Monday, February 3, 2020

The Importance of Play - Revisited

You ask your child when they get home from pre-school what they did all day and they answer that they “played” all day. You worry that they are not learning what they need to be prepared to start kindergarten. In fact, they are doing EXACTLY what they need to be doing at their age – learning through play. It is the means through which kids learn to interact and engage in the world, develop new skills and enhance their confidences.
Often, we measure learning with what a child can reproduce on a test, leading to an increased pressure on young children to perform academically. However, we need to have a broader view learning, one that allows for social, emotional, physical as well as cognitive development. This is best achieved through play.

Play is an important aspect in a child’s development. Children use play to understand objects and experiences in their environment. It is also the language that they use to express their feelings and it is very important to their physical, emotional, cognitive and social development.

Physical Development: Play helps children develop physically by using their senses and muscles. They learn eye-hand coordination, they develop muscle strength, and how to use and control their bodies.

Emotional Development: Children can practice skills or express feelings that can help them manage their daily interactions and activities. It not only helps them manage anxiety but can also be a means of reducing stress and helping them gain control over their emotions. They can act out their worries and fears, and feel a sense of strength and confidence, through the safe world of play.

Cognitive Development: Play is the foundation upon which cognitive skills are built. Playing allows children to expand their use of words, numbers and abstract thinking.

Social Development: It is through play that children learn to cooperate, share, resolve conflict, recognize differences in others, and develop an understanding of (and the need for) rules.
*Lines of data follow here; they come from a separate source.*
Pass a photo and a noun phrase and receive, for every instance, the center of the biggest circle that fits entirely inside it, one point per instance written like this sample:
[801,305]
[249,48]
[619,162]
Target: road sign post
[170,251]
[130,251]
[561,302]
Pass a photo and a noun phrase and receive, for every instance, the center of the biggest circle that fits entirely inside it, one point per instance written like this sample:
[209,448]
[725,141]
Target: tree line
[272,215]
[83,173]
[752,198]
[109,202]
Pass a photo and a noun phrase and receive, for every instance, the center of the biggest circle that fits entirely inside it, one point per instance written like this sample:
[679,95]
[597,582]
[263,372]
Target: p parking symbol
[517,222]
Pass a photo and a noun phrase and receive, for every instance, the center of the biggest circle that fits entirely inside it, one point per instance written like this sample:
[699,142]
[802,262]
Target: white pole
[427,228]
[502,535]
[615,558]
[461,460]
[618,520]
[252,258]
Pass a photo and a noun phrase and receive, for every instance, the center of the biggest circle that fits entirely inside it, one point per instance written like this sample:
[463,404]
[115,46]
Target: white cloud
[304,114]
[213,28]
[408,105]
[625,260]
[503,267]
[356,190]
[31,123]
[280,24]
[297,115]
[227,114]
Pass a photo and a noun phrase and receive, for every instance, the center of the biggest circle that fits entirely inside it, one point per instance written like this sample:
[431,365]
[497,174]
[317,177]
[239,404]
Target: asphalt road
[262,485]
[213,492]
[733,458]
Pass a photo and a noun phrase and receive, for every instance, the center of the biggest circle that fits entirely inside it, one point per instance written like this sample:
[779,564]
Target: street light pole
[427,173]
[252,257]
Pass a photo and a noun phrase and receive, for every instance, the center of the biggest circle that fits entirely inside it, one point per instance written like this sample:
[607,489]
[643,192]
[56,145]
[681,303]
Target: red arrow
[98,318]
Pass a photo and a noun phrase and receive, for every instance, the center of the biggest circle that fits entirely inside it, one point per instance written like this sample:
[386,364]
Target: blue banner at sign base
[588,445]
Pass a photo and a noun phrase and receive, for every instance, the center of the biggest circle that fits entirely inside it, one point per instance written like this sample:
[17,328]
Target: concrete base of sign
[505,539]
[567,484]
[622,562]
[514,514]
As children’s time is becoming more structured with academics and scheduled activities, it is important to consider what they are missing out on in unstructured or pretend play.

Benefits of Play
  • Children gain knowledge of the world around them.
  • Increases problem solving skills.
  • Encourages creativity and imagination.
  • Enhances socialization skills with other children.
  • Helps them express feelings and master skills to increase confidence.
Everything children do and learn from play sets the foundation for later academic and interpersonal skills. So, let the children play and know you are doing the most important thing you can to support their development.